It’s frustrating to watch the handful of news organizations that cover United States economic indicators screw-up the same data month after month, as they do with new home sales.
The federal government’s measure of signed contracts for new residential construction fell for the fourth straight month in August, to a seasonally adjusted annual pace of 295,000. That puts new home sales on pace to move 318,000 dwellings in 2011 – the fewest purchases since the government started tracking them in 1963.
The U.S. population has grown to 312.5 million from 189.3 million in that time. However, the government and the mainstream media continue to cover new home sales as if those additional 123 million Americans don’t exist.
Comparing the present unadjusted annual pace of 318,000 new home sales so far this year by 312.5 million Americans to the 560,000 purchases that were actually made by 189.3 million people in 1963 is like comparing the food eaten by a 250 pound man to the amount consumed by a 50 pound child and ignoring the size disparity that makes less consumption by the bigger person more significant.
That omission makes the housing market decline look a little less devastating. It’s lipstick on a pig.
We’re looking at a 66 percent decline in new home sales per million Americans this year in comparison with 1963. Without the population adjustment we’re looking at a 43 percent decline. That’s a huge disparity.
The various economic news teams dutifully regurgitated government data for new home sales Sept. 26. However, they failed in the core journalism role of “goverment adversary” by neither challenging the data nor analyzing it effectively.
They continue to commit the same sin that tripped up stock analysts during the dot-com boom by acting like market cheerleaders.
It’s a betrayal of the public trust.
Journalists are neither clerks nor cheerleaders and we’re not talking about rocket science here. We’re talking about adjusting new home sales data for the enormous population growth since 1963 to give potential buyers an accurate picture of the true depth of the housing decline.
I’m not an economist and I only covered economic indicators full-time for three years, but even I can figure this one out.
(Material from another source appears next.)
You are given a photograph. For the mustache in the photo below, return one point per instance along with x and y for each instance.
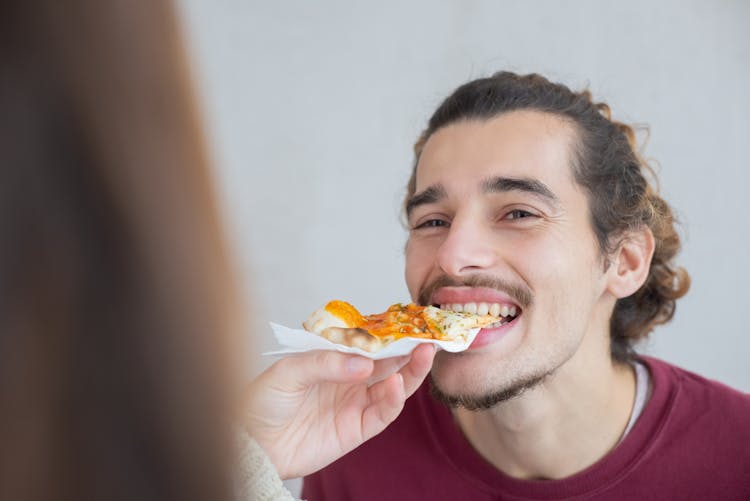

The notion that my betters on the various economic reporting teams don’t know this adjustment needs to be made is preposterous. They have made a conscious decision to ignore this disparity and undermined their own standing as journalists and patriotic Americans by doing so. This kind of willful ignorance and misrepresentation is not the same thing as an honest mistake.
This is a knowing lie and a journalistic sin of omission.
The government has never adjusted new home sales to reflect the additional 123 million Americans who now live in this nation. Without that adjustment, the present 318,000 new home sales pace represents a 43 percent departure from the 560,000 new homes sold in 1963, a 53 percent departure from the historical annual average of 671,000 and a 60 percent departure from the 798,000 annual average produced since 2000.
Once the same data are adjusted for population growth, we’re looking at an unadjusted annual pace of 1,017 new home sales per million Americans so far this year. That represents a 66 percent decline from the 2,958 sales per million Americans in 1963, a 63 percent drop versus the historical annual average of 2,719, and a 62 percent decline from the 2,694 annual sales per million recorded since 2000.
Those are statistically significant undershots that could play a role in misguided consumer purchase decisions. And this is the same kind of misrepresentation that broke the bond of confidence between housing professionals and prospective home purchasers.
People are afraid to get fleeced. That fear has undermined the sale of new dwellings in combination with the huge supply of foreclosed homes on the market. It’s also the reason so many unfinished projects have been abandoned by homebuilders.
The answer isn’t to let homebuilders raid the treasury again for another subsidy to support their elevated prices. The answer is better regulation of housing market misrepresentations, like those made by the predatory lenders that have displaced millions of American families, and to fix a government data series that makes housing activity look better than it is.
To adjust new home sales data for population growth, all you have to do is calculate purchases per million Americans. Again, it’s not rocket science.
The failure of the various eco data teams to make this basic adjustment raises serious questions about their role in the market and the integrity of their leadership.
You know, underneath it all I’m still really just a working class kid from the Bronx. They cleaned me up at Columbia University’s School of Journalism and I bought a couple suits at Goodwill, but at a certain point the Bronx in me just gets tired of being polite about these knowing misrepresentations.
So, please allow me to summarize my views for my fellow economic journalists: this is wrong.
Pretty please with sugar on top – cut it out.
Methodology: I used population data from the monthly personal income report released by the Bureau of Economic Analysis to produce my sales per million estimates. I roughly estimated the August population at 312,820,000 because that data had not been released at the time this column was written. My estimate for the 2011 new home sales pace was produced from monthly sales data for the first eight months of this year that had not been adjusted for seasonal variations.